はい、と、ツインテールの女子生徒、おかっぱ、前髪をヘアバンドであげている女子生徒がそれぞれ答える。

クラスの女子の間で流行っているらしい、ふわふわもこもこした、毛皮みたいなリストバンドを、三人とも手首に巻いていた。知らないが、手触りが良いらしい。校則では禁止なのだが、放課後には構ってあそぶようだった。今は、先生が突然入って来てしまったからなのだろうか、さりげなく後ろに隠している。

(ぼくの方からは丸見えだ)


「でも、私たち、何もしてないですし、掃除してただけです!」


多田野さん、だろうか。

見覚えがないので違うクラスの人かもしれない。ちょっとつり目の女子生徒が女子を代表するように意見する。


「割れたのを見た時間は?」

全員の顔が、こちら、入り口側を向いた。ぼくらは八木の後ろからそろりと顔を出す。


 ちなみにまつりは校長室の入り口に立っていただけだったのだ。そりゃあ、いくらなんでも、揉めている中に一人さっさと入る気はしないだろう。

その『傍観者』の立ち位置から、いきなり声が聞こえて、みんな、誰が喋ったのかときょろきょろ見渡している。八木が、入り口から退いて中に入ったので、ぼくらは四人の視界にようやく映った。

「──あ、夏々都くんだ。あと……この人は?」


同じクラスの西野さんが、短めのツインテールを揺らして、好奇心旺盛という感じにぼくに聞いてきた。

どういったものかと焦っていると、八木が、びよーんと、びっくり箱みたいに横から飛び出てきて、説明してくれる。

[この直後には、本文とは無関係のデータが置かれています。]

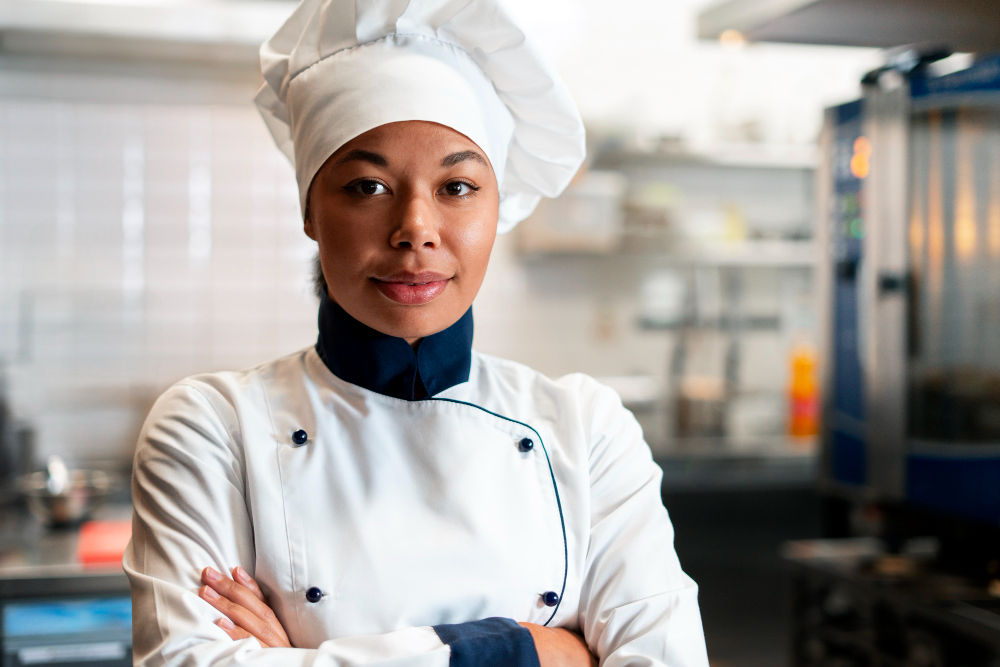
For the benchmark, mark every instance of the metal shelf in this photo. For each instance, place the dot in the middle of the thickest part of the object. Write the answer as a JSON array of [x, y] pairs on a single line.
[[963, 25]]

「夏々都の遠い親戚だってさ! こいつもすげえけど、この人も数々の事件を解決している名探偵なんだぜ!」


漫画の見すぎだ、とつっこみたかったが、ぼくはなんだか疲れていて、それどころじゃなかった。

休日なのに学校に行き、クラスメイトと会う、というのが、どうしてこんなにモチベーションを下げるのだろう。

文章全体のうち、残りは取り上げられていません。